C’était il y a 36 000 ans, au début du printemps. Ils marchent en direction de la grotte, lui, le plus jeune garçon, suivant leurs pas. Il savoure sa chance car, l’année passée, ils n’avaient fait qu’une trop brève escale dans la région ; tout était alors encore gelé, battu par les vents, et le gibier était trop rare pour rester plus longtemps. À présent, le printemps revient plus vite, les troupeaux de chevaux et de bisons promettent d’être plus nombreux, et ils ont donc choisi de s’installer là pour toute la saison, plantant leurs tentes dans cet abri au bord de la rivière, en contrebas du sentier qu’ils empruntent maintenant. Et lui les accompagne. Arrivés devant l’entrée de la grotte, celui qui la connaît le mieux y pénètre d’abord, sans bruit, puis revient assez longtemps après pour leur dire qu’il n’a pas senti la présence des ours – et, en effet, nous n’allons rencontrer qu’un cadavre déjà sec, mort en hibernation depuis longtemps déjà. Tous entrent alors, lui toujours derrière. Les parois dansent puis disparaissent sous la lumière des torches. Après un assez long cheminement, ils s’arrêtent et on lui dit de fermer les yeux. Lorsqu’il les rouvre, face à lui sont des rhinocéros peints à l’ocre, aussi des lions et un mammouth, puis, non loin de là, des mains humaines tatouées en rouge dont on lui dit en la montrant que celle-ci est la marque laissée là par la mère de sa mère. Il pose sa propre main dessus et sent le calcaire frais et humide. Continuant leur chemin, à un moment donné, ils baissent les torches et accélèrent leurs pas ; il croit voir de loin, tracés en noir, des rennes et, derrière eux, plus loin encore, des chevaux, des aurochs et des rhinocéros. Mais il n’en est pas très sûr et, surtout, son œil est alors attiré par un grand feu à l’entrée d’une galerie. Qui l’a allumé ? Il faut passer à côté et sa fumée lui rougit les yeux. Il s’agrippe à la tunique de l’homme qui marche devant lui tandis qu’ils descendent lentement dans cette galerie où, cette fois, lorsqu’on lui donne la permission de voir, il contemple le mystère d’un monde né d’une violence inouïe. Il sent que, même s’il n’a pas le droit de la rapporter à quiconque, l’histoire racontée ici a déjà transformé son regard. On lui dit que ces images sont très anciennes, qu’elles datent même de l’origine du monde. Et cela lui apparaît comme une évidence.

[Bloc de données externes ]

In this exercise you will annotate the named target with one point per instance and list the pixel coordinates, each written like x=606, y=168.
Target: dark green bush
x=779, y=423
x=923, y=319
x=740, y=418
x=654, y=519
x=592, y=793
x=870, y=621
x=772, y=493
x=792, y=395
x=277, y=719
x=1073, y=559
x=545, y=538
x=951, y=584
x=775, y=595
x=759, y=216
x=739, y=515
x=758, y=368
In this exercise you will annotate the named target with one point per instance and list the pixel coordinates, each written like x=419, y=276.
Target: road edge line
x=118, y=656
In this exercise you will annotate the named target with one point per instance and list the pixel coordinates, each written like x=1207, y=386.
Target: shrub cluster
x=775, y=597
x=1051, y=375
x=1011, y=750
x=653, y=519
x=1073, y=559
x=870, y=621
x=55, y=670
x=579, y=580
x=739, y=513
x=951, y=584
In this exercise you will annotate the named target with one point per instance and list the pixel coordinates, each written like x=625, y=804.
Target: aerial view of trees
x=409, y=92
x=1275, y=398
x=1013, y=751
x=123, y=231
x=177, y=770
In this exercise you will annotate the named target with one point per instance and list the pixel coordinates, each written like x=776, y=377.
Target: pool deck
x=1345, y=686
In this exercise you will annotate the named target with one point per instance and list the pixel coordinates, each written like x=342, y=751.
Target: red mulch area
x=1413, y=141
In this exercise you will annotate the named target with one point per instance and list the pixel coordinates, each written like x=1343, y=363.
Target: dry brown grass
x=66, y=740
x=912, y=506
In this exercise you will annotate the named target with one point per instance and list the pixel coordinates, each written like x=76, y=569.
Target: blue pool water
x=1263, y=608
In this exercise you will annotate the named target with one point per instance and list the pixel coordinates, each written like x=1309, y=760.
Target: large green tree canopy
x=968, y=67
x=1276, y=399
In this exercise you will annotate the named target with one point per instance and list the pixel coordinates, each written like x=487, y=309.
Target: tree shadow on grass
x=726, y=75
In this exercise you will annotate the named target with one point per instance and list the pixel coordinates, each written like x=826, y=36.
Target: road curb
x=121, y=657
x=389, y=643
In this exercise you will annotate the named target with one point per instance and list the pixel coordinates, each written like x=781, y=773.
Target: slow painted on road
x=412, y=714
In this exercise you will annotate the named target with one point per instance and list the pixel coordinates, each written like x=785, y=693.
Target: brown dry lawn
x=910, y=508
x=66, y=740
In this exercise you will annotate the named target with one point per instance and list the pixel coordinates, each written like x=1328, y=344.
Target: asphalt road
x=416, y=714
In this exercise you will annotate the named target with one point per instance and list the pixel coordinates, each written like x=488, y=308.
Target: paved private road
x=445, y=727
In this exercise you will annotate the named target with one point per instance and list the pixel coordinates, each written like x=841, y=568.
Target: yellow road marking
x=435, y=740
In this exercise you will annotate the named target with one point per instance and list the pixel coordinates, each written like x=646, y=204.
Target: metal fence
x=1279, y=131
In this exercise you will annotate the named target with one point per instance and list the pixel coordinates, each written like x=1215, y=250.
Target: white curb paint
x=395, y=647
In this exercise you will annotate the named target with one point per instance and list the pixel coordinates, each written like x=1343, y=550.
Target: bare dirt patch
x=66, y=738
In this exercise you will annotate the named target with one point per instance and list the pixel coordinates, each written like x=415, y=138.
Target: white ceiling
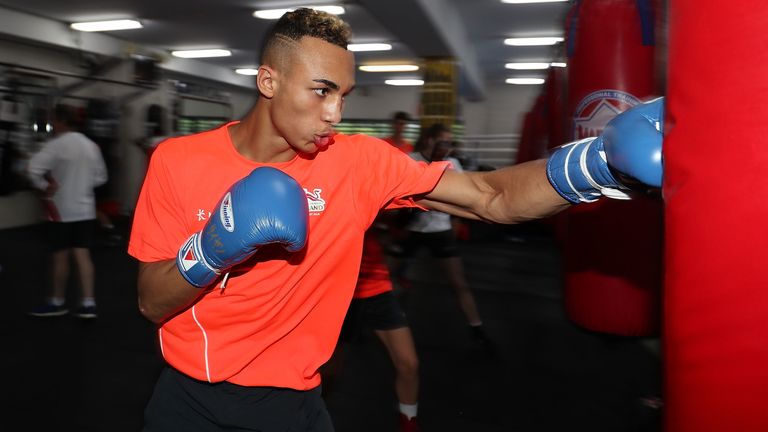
x=472, y=31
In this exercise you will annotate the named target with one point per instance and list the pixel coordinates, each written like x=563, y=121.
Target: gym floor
x=545, y=374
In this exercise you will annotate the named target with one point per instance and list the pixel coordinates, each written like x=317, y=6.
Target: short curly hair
x=294, y=25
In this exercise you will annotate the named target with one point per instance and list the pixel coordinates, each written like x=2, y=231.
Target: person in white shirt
x=434, y=230
x=66, y=170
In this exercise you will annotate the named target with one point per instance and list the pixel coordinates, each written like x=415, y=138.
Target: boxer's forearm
x=163, y=292
x=509, y=195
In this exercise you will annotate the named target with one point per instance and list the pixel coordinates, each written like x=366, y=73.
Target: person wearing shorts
x=66, y=171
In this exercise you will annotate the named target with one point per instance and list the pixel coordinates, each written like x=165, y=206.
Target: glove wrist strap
x=192, y=264
x=579, y=172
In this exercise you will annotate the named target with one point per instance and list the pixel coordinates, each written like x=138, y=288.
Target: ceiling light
x=277, y=13
x=532, y=1
x=527, y=66
x=525, y=81
x=247, y=71
x=532, y=41
x=106, y=25
x=404, y=82
x=369, y=47
x=201, y=53
x=389, y=68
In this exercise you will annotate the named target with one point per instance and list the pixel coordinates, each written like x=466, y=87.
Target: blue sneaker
x=86, y=312
x=48, y=310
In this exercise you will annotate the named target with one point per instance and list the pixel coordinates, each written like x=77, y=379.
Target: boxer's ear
x=266, y=81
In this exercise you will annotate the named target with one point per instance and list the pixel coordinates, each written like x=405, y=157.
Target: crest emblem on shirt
x=315, y=202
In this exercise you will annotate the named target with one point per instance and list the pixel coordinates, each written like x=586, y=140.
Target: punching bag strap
x=645, y=10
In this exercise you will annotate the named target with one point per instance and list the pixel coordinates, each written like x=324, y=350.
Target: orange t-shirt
x=278, y=318
x=374, y=273
x=403, y=145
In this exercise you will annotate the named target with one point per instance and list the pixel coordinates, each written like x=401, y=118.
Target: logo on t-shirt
x=225, y=213
x=315, y=202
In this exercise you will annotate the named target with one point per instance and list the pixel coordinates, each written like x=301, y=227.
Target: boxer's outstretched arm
x=627, y=153
x=163, y=291
x=509, y=195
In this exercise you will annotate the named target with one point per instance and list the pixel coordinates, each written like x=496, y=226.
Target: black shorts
x=68, y=235
x=180, y=403
x=380, y=312
x=441, y=244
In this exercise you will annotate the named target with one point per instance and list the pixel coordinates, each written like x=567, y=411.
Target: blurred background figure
x=66, y=171
x=374, y=306
x=435, y=231
x=399, y=120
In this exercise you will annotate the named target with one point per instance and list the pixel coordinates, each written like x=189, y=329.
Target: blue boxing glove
x=627, y=152
x=267, y=206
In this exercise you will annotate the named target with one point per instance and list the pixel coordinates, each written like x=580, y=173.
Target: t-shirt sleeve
x=158, y=224
x=392, y=178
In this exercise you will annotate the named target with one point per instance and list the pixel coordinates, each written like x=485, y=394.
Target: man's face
x=310, y=95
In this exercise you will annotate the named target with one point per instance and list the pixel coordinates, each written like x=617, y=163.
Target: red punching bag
x=613, y=250
x=715, y=154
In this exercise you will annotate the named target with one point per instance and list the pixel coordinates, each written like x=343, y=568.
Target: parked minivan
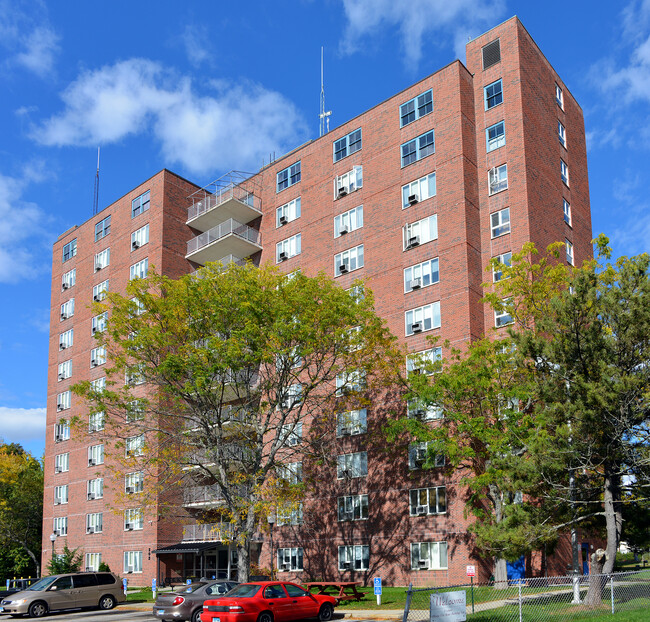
x=65, y=591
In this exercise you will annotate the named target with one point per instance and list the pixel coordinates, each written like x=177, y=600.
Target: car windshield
x=41, y=584
x=246, y=590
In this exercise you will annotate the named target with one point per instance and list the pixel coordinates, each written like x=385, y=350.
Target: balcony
x=209, y=532
x=231, y=197
x=227, y=238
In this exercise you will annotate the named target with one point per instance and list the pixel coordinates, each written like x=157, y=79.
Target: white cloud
x=28, y=37
x=416, y=19
x=233, y=127
x=22, y=425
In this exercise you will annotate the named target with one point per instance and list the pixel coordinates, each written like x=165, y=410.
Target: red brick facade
x=463, y=245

C’était l’année dernière, au cœur de l’été. Une foule nombreuse se presse dans les gorges de l’Ardèche pour visiter la reproduction de cette grotte, dont tout le monde se fait l’écho. Qu’ils soient ou non émerveillés par les fac-similés de ces fresques dans l’évocation de leur décor d’origine, les visiteurs vont au moins y rencontrer une chose simple : nous ne sommes pas nés d’hier. « Nous ». Car ces images renvoient invariablement chacune et chacun – par leur puissance intrinsèque ou bien est-ce le regard que nous projetons dessus qui agit ainsi ? – à quelque chose d’universel. Peut-être parce qu’elles surgissent de nulle part qu’une mémoire singulière puisse s’approprier, mettant ainsi tout le monde d’accord, d’où que l’on vienne et quelle que soit l’identité avec laquelle on se tient face à elles. Or, pourtant, ces images prennent bel et bien place dans une trajectoire historique particulière et c’est bien elle dont il faut essayer de mesurer la portée – afin, justement, de donner du sens à ce sentiment d’universalité.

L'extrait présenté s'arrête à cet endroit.